From Relief to Social Security: The Development of the New
Public Welfare Service
By Grace Abbott
2000/05 - Beard Books
158798038X - Paperback - Reprint - 396 pp.
This landmark book deals in a broad way with public welfare policies and the importance of civil service in the social welfare program.
Grace Abbott, who was the only social worker to head an important Federal Bureau at the time, presents various temporary and permanent plans for mitigating some of the most serious consequences of the Depression that followed the financial collapse of 1929. Many of the policies discussed are still part of our current thinking with regard to the welfare principles of a democratic government with a Federal and state system.
From a marketing blurb:
The financial collapse of 1929 brought misery and tragedy to millions of American families. From Relief to Social Security presents various plans for mitigating some of the most serious consequences of the Depression which ensued. The author, Grace Abbott, was the only social worker at the head of an important Federal bureau. Her methods of temporary and permanent relief are documented in her papers, which form the basis of this book, published by her sister after her death. The book deals in a broad way with public welfare policies and the importance of civil service in the social welfare program.

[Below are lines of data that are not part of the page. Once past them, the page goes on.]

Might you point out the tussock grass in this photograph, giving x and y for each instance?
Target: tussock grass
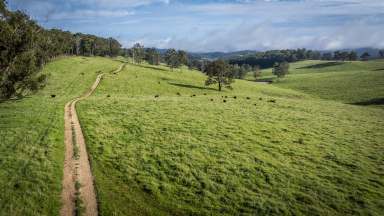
(350, 82)
(32, 138)
(290, 154)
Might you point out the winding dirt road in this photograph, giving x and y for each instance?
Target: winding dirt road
(77, 169)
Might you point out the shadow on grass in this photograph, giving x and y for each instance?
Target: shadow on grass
(375, 101)
(151, 67)
(322, 65)
(15, 99)
(191, 86)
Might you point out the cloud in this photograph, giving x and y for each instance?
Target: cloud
(220, 25)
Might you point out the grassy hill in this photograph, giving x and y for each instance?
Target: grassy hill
(349, 82)
(182, 154)
(32, 138)
(189, 152)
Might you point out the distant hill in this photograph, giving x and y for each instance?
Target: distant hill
(230, 55)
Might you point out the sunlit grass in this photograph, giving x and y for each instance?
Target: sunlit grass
(183, 154)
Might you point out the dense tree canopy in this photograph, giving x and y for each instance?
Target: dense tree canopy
(25, 47)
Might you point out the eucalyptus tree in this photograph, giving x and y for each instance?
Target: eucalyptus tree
(219, 72)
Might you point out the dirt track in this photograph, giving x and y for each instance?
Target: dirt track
(76, 162)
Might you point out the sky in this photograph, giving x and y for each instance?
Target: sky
(218, 25)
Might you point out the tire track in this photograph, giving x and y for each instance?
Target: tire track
(78, 193)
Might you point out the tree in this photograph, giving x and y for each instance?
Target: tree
(365, 56)
(352, 56)
(172, 59)
(381, 53)
(327, 56)
(114, 47)
(21, 56)
(256, 72)
(280, 69)
(138, 53)
(183, 57)
(153, 56)
(218, 72)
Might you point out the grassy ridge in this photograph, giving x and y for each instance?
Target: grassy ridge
(31, 138)
(183, 154)
(349, 82)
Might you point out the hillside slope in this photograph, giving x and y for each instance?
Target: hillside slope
(32, 138)
(162, 143)
(350, 82)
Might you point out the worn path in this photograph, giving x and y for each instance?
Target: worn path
(78, 189)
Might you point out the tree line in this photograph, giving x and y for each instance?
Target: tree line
(25, 47)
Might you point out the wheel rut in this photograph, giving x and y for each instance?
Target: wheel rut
(78, 193)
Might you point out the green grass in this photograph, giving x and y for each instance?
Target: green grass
(183, 155)
(31, 138)
(349, 82)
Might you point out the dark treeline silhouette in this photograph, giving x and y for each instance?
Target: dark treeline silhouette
(25, 47)
(269, 58)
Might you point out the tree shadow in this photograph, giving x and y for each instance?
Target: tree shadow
(374, 101)
(191, 86)
(151, 67)
(14, 100)
(322, 65)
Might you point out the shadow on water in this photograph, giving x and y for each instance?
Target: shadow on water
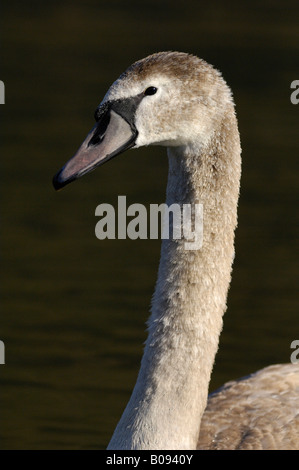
(74, 308)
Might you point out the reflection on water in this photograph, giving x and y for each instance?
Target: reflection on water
(74, 308)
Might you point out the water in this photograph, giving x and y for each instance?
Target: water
(74, 308)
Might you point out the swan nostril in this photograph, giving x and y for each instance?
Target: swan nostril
(150, 91)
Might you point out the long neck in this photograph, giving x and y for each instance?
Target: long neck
(170, 394)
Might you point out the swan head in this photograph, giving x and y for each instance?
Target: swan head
(169, 98)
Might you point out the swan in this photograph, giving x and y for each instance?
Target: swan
(179, 101)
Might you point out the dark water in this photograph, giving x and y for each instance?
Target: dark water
(73, 308)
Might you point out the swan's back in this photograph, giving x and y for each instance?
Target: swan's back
(259, 412)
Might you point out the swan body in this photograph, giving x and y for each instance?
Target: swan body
(179, 101)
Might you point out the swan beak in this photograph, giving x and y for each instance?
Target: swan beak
(112, 135)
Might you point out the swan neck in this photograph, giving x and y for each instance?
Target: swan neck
(170, 395)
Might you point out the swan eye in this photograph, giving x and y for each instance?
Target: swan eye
(150, 91)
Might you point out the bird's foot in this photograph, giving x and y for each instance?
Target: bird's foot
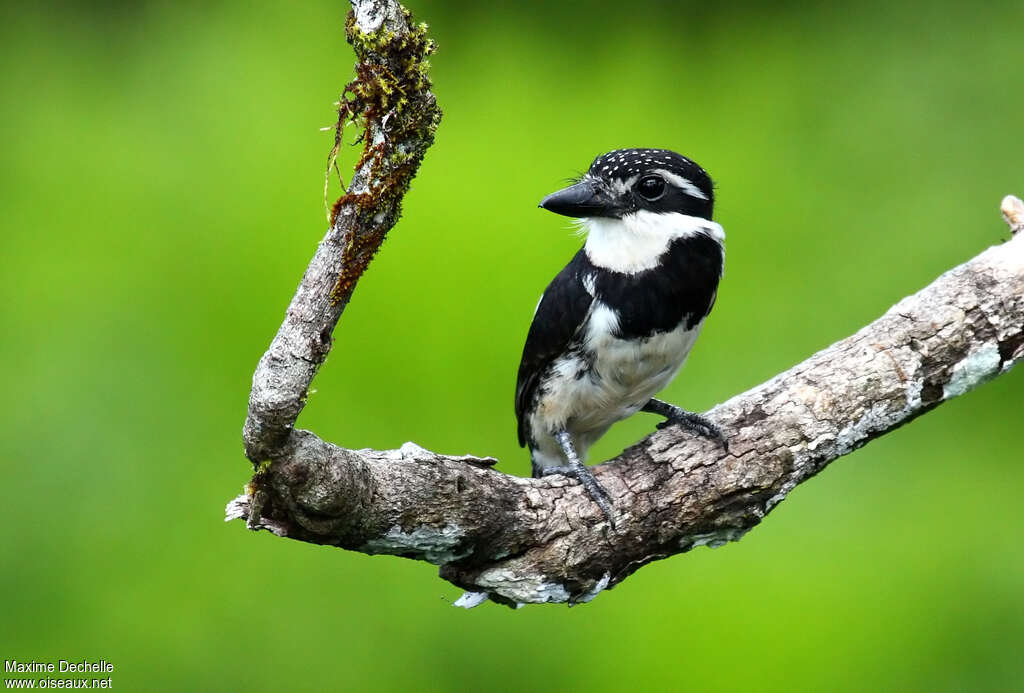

But this is not merely a Depression story. The policies discussed are still part of our current thinking with regard to the welfare principles of a democratic government with a Federal and state system.
No book reviews available.
Grace Abbott was born in Grand Island, Nebraska on 17th November, 1878. She was a noted teacher and social reformist. She established the Immigrants' Protective League (IPL) as well as teaching at the University of Chicago; she was then appointed as director of the child-labour division of the United States Children's Bureau before becoming director of Illinois State Immigrants Commission. Warren Harding appointed Abbott as head of the Children's Bureau in 1921 while concurrently being a member of the Advisory Committee on Traffic in Women and Children (1922-34) that had been established by the League of Nations. Abbott became then became professor of public welfare at the University of Chicago and was involved in helping Franklin D. Roosevelt draft the Social Security Act (1935). This legislation that set up a national system of old age pensions and co-ordinated federal and state action for the relief of the unemployed. She was the author of several articles and editor of several reviews. Grace Abbott died in Chicago on 19th June, 1939. From Relief to Social Security (1941) was published posthumously.